Aus gegebenem Anlass stellt sich mir interessehalber die Frage:
Wer bekommt vom Finanzamt eine Aufforderung zur Abgabe einer
ESt-Erklärung?
Nach (freiwilliger) Abgabe einer Steuererklärung für die beiden
vorangegangenen Jahre schreibt das Finanzamt nun einer Freundin,
sie müsse für 2003 bis zum 31.05.2004 eine Steuererklärung
einreichen. Nicht, dass diese nicht abgegeben werden sollte
(da leider Zeiten ohne Verdienste aus nichtselbständiger Arbeit
dabeiwaren, war die Steuererklärung schon „freiwillig“ so früh
wie möglich geplant) - aber warum erhält sie eine Aufforderung
(und z.B. ich nicht)? Ausser einem normalen Gehalt gab’s bei
ihr auch nur noch (sehr geringe) Kapitaleinkünfte.
Weiss jemand, nach welchen Kriterien das Finanzamt auffordert?
In § 46 Abs. 2 EStG sind die Voraussetzungen aufgeführt, die bei einem Arbeitnehmer zu einer Pflichtveranlagung führen. Das Finanzamt prüft anhand der letzten Steuererklärung, ob diese eine Pflichtveranlagung war. War es eine Pflichtveranlagung, erfolgt eine Aufforderung zur Abgabe der Steuererklärung. Es wird also einfach unterstellt, dass die gleichen Voraussetzungen wie im Vorjahr vorliegen.
Bei Deiner Freundin liegt offenbar eine Pflichtveranlagung vor, weil sie Lohnersatzleistungen (z. B. Arbeitslosengeld, Krankengeld) erhalten hat.
Hallo und erstmal vielen Dank für die rasche Antwort!
Erstaunt hatte uns die Aufforderung, da im Vorjahr keine Pflichtveranlagung vorlag [durchgängig bei einem Arbeitgeber beschäftigt, keine besonderen sonstigen Einkünfte] - Lohnersatzleistungen wg. Arbeitslosigkeit gab es erst in 2003.

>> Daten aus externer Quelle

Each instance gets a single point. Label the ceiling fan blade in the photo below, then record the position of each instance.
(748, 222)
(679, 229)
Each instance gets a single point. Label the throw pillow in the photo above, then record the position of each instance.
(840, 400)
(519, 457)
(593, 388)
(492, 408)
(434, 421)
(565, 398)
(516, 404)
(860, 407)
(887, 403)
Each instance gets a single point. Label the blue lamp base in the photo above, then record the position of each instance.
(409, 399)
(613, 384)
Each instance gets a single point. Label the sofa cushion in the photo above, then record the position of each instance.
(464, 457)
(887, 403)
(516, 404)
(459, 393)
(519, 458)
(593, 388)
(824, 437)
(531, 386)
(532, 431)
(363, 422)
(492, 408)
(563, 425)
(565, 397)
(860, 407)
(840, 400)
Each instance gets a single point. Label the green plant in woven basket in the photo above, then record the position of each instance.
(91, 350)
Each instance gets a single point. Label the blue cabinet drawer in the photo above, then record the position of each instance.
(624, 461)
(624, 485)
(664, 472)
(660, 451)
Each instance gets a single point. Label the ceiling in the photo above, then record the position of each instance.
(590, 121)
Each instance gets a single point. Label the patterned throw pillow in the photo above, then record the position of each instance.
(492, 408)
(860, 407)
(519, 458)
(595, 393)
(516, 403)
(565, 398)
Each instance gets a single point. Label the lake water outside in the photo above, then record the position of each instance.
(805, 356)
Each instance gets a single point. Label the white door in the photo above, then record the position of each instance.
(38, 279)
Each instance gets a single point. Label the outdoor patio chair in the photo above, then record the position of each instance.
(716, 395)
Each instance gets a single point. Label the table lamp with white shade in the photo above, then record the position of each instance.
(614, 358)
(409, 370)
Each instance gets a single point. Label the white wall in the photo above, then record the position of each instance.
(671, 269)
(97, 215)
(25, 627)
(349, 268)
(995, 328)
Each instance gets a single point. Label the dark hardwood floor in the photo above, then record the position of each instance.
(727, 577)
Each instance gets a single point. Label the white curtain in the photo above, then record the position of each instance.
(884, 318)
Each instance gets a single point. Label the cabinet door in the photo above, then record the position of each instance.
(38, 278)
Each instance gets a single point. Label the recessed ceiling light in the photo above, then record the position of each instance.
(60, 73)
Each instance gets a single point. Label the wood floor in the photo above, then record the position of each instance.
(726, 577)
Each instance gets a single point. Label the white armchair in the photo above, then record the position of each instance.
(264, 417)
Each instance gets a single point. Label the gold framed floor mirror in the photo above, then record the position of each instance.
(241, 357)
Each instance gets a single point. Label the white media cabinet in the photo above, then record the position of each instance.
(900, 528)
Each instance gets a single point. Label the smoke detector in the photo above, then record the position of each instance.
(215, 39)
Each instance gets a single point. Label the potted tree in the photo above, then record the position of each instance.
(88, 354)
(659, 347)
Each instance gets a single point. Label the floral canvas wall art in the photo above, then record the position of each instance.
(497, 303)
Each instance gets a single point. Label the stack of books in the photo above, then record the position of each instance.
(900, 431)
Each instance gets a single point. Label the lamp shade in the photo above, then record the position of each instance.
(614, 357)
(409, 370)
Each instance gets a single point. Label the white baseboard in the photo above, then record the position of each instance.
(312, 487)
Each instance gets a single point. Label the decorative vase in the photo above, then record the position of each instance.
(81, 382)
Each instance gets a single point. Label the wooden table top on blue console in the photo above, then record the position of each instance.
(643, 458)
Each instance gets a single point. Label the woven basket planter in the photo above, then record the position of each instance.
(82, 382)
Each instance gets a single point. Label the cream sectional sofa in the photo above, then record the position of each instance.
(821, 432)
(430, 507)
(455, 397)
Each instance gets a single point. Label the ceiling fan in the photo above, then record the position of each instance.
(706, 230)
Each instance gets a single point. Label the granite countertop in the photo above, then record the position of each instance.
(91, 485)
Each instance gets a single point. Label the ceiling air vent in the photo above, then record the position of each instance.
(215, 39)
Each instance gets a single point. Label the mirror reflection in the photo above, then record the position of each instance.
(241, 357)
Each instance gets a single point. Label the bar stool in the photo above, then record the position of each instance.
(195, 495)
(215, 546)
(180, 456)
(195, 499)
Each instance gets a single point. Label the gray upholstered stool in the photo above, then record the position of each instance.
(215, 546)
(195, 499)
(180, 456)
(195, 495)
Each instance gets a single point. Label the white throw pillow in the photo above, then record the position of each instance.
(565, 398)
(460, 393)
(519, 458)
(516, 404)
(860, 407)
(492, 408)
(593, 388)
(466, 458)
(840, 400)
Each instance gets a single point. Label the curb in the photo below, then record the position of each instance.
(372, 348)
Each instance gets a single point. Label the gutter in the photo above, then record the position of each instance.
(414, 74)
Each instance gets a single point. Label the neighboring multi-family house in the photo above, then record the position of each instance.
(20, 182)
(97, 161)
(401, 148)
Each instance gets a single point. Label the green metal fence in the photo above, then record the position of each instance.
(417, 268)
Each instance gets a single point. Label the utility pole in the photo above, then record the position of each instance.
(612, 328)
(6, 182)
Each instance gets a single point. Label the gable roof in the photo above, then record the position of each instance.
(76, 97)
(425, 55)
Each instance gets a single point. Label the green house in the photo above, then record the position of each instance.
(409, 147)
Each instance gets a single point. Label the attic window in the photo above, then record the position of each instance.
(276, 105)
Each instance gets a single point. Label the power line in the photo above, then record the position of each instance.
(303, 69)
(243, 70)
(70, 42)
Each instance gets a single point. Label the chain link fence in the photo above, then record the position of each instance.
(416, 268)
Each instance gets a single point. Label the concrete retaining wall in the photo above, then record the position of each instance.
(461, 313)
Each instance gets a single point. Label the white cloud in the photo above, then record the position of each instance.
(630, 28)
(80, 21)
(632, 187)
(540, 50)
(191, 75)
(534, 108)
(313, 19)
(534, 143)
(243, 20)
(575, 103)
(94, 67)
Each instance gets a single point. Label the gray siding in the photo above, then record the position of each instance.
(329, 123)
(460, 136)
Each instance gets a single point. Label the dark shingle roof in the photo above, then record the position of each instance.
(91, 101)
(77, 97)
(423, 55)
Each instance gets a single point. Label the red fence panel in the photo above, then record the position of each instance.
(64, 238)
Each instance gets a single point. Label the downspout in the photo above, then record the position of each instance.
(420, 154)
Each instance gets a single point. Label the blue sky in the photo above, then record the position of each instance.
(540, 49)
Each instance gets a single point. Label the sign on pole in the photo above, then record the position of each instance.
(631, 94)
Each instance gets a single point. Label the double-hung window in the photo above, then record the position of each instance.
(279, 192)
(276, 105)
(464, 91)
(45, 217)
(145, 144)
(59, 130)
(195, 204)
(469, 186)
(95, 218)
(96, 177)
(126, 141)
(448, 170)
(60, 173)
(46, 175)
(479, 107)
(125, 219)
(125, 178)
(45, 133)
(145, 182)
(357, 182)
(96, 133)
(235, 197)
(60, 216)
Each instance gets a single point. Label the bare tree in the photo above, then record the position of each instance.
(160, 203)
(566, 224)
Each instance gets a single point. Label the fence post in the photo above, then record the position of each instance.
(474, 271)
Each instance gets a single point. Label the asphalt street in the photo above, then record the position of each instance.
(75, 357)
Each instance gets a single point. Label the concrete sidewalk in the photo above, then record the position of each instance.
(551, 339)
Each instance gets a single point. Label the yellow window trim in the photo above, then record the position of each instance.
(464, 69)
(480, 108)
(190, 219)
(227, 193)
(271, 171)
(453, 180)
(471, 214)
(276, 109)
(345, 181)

Bei Deiner Freundin liegt offenbar eine Pflichtveranlagung
vor, weil sie Lohnersatzleistungen (z. B. Arbeitslosengeld,
Krankengeld) erhalten hat.
Die Steuererklärung war ohnehin geplant, zur Befriedigung meiner Neugier dennoch zwei Fragen:
Begründet der Erhalt von Arbeitslosengeld in jedem Fall eine Pflichtveranlagung? [Ich hätte gedacht, dass es eher im Interesse des Steuerzahlers liegt, für Jahre mit unregelmässigem Einkommen eine Steuerklärung zu machen, als in dem des Finanzamts, da eher mit einer Rück- als einer Nachzahlung zu rechnen ist?!]
Wird - z.B. aufgrund der Pflichtveranlagung durch Erhalt von AL-Geld - das Finanzamt direkt vom Arbeitsamt informiert? Das würde mir die Zusendung der Aufforderung erklären…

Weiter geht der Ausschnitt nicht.